Emmett Pepper, policy director for Energy Efficient West Virginia, accused American Electric Power of trying to deny intervenors in the case such as his organization adequate opportunity to examine its subsidiaries’ proposals to spend ratepayers’ money.

“Now AEP seems to be asking the Commission to give them a blank check — from ratepayers bank accounts — on projects that have not been vetted,” Pepper said in an email, citing the companies’ total compliance cost estimate increase from $383.5 million to $448.5 million.

Virginia regulators on Aug. 23 rejected Appalachian Power’s proposal for wastewater discharge investment and cost recovery, for which Virginia’s share was projected to be $60 million. The Virginia State Corporation Commission’s jurisdiction applies when Virginia ratepayers are asked to pay their portion of operation, maintenance and electric output costs of facilities to serve Virginia customers.

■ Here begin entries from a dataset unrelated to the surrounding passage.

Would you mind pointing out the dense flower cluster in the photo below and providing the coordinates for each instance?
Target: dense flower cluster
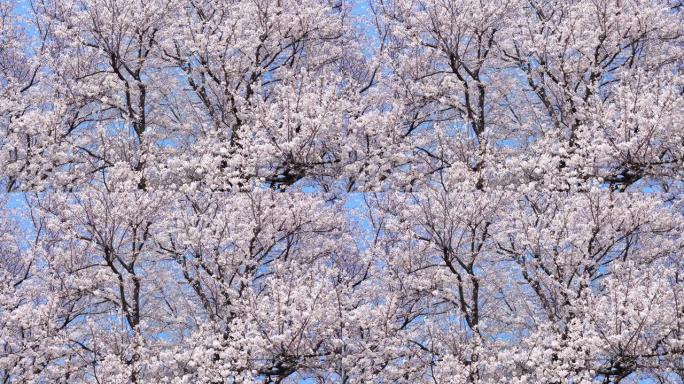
(343, 191)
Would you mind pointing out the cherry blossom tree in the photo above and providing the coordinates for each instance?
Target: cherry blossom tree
(341, 191)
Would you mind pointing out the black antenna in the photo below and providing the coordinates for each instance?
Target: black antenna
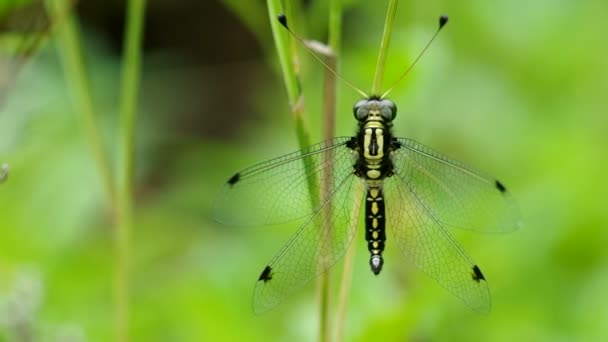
(283, 20)
(443, 19)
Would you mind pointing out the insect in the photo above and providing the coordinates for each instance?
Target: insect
(400, 185)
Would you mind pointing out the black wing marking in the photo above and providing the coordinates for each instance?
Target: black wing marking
(279, 190)
(423, 240)
(456, 195)
(319, 243)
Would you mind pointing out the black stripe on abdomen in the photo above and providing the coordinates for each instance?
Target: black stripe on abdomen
(375, 233)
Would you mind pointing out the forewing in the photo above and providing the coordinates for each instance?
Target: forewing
(424, 242)
(286, 188)
(318, 244)
(455, 194)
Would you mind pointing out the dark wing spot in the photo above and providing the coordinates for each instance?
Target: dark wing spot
(500, 187)
(234, 179)
(395, 144)
(477, 275)
(352, 143)
(266, 274)
(282, 19)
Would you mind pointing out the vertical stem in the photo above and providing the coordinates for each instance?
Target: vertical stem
(386, 39)
(80, 89)
(129, 88)
(329, 128)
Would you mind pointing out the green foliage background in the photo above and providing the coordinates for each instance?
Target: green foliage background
(515, 88)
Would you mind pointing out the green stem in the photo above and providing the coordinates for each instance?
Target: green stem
(329, 128)
(80, 88)
(386, 39)
(288, 59)
(129, 87)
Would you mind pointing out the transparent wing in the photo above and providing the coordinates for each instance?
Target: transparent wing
(23, 26)
(455, 194)
(279, 190)
(318, 244)
(423, 240)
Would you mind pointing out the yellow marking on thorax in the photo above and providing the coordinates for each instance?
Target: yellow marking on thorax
(374, 192)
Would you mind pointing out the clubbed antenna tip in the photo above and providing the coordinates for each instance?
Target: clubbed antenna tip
(443, 19)
(283, 20)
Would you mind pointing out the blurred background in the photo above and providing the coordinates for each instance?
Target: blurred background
(515, 88)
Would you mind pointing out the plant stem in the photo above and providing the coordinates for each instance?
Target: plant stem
(288, 59)
(129, 87)
(329, 128)
(80, 88)
(386, 39)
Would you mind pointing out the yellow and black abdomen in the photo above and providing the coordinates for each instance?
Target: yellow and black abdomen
(375, 232)
(374, 166)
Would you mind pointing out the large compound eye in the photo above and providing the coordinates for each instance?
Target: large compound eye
(388, 110)
(360, 110)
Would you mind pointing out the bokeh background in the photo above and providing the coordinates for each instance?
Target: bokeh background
(516, 88)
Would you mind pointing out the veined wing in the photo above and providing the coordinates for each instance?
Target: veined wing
(319, 243)
(23, 26)
(455, 194)
(423, 240)
(285, 188)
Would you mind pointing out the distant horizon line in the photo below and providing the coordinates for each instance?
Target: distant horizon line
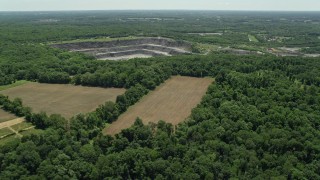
(251, 10)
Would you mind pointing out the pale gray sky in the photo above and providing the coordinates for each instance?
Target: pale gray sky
(42, 5)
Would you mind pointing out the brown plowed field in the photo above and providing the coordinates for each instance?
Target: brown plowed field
(67, 100)
(171, 102)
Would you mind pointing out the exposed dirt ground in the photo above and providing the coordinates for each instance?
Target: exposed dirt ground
(171, 102)
(67, 100)
(125, 49)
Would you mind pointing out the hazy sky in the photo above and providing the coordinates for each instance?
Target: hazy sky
(31, 5)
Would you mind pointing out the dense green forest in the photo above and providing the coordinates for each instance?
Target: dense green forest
(260, 119)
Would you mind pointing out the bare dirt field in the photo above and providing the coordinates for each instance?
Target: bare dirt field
(128, 48)
(67, 100)
(5, 116)
(171, 102)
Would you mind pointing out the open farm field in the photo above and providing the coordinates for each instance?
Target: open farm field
(171, 102)
(67, 100)
(5, 116)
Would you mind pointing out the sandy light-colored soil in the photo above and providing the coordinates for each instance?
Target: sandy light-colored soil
(130, 48)
(67, 100)
(5, 116)
(171, 102)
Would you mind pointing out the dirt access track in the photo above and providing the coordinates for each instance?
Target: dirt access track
(128, 49)
(172, 102)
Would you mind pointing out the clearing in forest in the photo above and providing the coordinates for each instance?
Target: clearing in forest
(252, 38)
(171, 102)
(5, 116)
(67, 100)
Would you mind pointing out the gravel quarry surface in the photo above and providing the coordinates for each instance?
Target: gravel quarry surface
(128, 49)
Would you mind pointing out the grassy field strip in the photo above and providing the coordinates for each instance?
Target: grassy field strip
(17, 83)
(11, 123)
(5, 132)
(5, 116)
(172, 102)
(67, 100)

The Kentucky Public Service Commission in July rejected a request by Kentucky Power to implement and recover costs for wastewater upgrades at the Mitchell plant near Moundsville, which is jointly owned by Wheeling Power and Kentucky Power.

But the West Virginia Public Service Commission on Aug. 4 approved the wastewater compliance upgrades, in addition to a surcharge for the companies to recover construction costs resulting in an increase of about 38 cents on monthly bills for the average residential customer using 1,000 kilowatts a month starting Sept. 1.

The Public Service Commission will have a new member that did not serve on the panel when it issued its previous decision in the case — Bill Raney, Hamilton’s predecessor as West Virginia Coal Association president, who was appointed by Gov. Jim Justice to the commission last month.

Raney is a voting member of the commission effective Aug. 17, the day he took the oath of office, Lane said in a statement.

Any new commissioner appointed by the governor may begin to serve as soon as they are sworn in, with the Senate taking up the confirmation once it is back in session, according to commission spokeswoman Susan Small previously said.

Commissioners are appointed to six-year, staggered terms by the governor, with “advice and consent” of the Senate, per state statute.

The average monthly residential bill (as measured by the residential rate for 1,000 kilowatt-hours) for American Electric Power’s West Virginia utilities escalated from $55.28 in 2006 to $138.57 in 2021 — an increase of 150% over 15 years.

Marshall County government and labor leaders had made the case that the region would be economically devastated by an early closure of the Mitchell plant — something that defenders of coal-fired generation argue would hold true for the entire state if it faces other coal plant closures.